In September, the employment could regain pre-pandemic levels, but the ongoing wave of the new Omicron variant is threatening to deride the momentum. Amid this, high house prices raise fears of inequality creeping up in one of the world’s most advanced and progressive economies. These fears are not unfounded. From the federal finance minister to the governor of the Bank of Canada, many have shared the concerns about housing becoming unaffordable, so much so that governor Tiff Macklem at one point said that skyrocketing housing prices is one of the biggest vulnerabilities facing the Canadian economy.
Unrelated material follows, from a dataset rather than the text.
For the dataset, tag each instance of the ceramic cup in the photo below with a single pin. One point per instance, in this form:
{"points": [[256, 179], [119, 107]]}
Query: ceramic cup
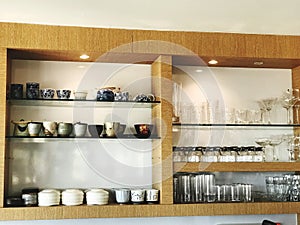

Besides vaccine mandates, house prices became one of the critical issues in the closely-fought snap election. Both Liberals and Conservatives announced new ways to make the market affordable for first-time buyers, but things are yet to change on the ground.

Relentless speculation

Speculative bidding has played a role in turning housing assets costlier.

A report suggests that investors who flip houses to make capital gains are now the biggest buyers in Ontario. The report, published by Toronto-headquartered Teranet, reveals that multi-property buyers, who can be termed investors, not dwellers, are now one-fourth of the total number of buyers.

An investor always looks for assets that can quickly appreciate in value, which is what made them turn to the housing market amid a gloomy global economic phase. The irony is that new retail investors with small pockets are in the driver’s seat in the stock market, but deep-pocketed investors are the ones shaping sales volume and price growth in the housing market. The federal government resorted to a levy on vacant homes owned by foreigners to deter them from crowding out first-time buyers living in Canada as citizens or permanent residents, but speculation is going on unabated.

Speculation tax on housing

The speculation tax is already in place in British Columbia and Ontario provinces. And hence, when Councillor Mike Colle of Toronto recently spoke of introducing such a tax in the city, it was about adding domestic speculators under its purview.

In essence, speculation tax deters investors from trumping buyers that purchase the property to occupy it. In British Columbia, foreign owners of Canadian homes fall under the purview. In Ontario, non-resident speculation tax (NRST) is levied over and above the regular land transfer tax. Speculation tax has become a significant revenue-generating source, and B.C. has earned over C$230 million in the last three years, which the provincial government has used to increase the housing supply. B.C.’s speculation and vacancy tax are drivers behind turning vacant units into rental homes.

That being said, not many seem to be talking about the speculation tax that the provincial government of Ontario introduced with a 50 per cent levy in the 1970s. This levy is said to have reined in rising prices of houses that were growing at nearly 30 per cent annually. It was probably the first time such a tax was introduced in North America, and it is said that house price growth after the tax slowed to single-digit. Some also argue that other factors like high mortgage rates also played a role in cooling down the market.

2022 can be the call to action

Not many things may change in 2022. A new variant is threatening economic revival, inflation on basic goods is a big worry for families, and despite all pressures, the Bank of Canada has yet to hike rates.

Mortgage rates may continue to remain at record-low levels in 2022. But does a low mortgage rate, which is being blamed for the market frenzy, has any role to play when it comes to deep-pocketed investors? In June 2021, the Office of the Superintendent of Financial Institutions (OSFI) set a new minimum qualifying rate to make obtaining mortgages tougher, but this could have adversely impacted the first-time buyers. A steep hike in mortgage rate will be detrimental to vulnerable buyers, not to the investors that consider housing assets a commodity.

In 2022, the federal and provincial governments can be under pressure to rid the housing market of the dominance of investors – foreign or domestic. This can start a broader debate on a sweeping speculation tax, followed by its eventual adoption as some populist measures can be good at times of high inflation and an uncertain macroeconomic landscape.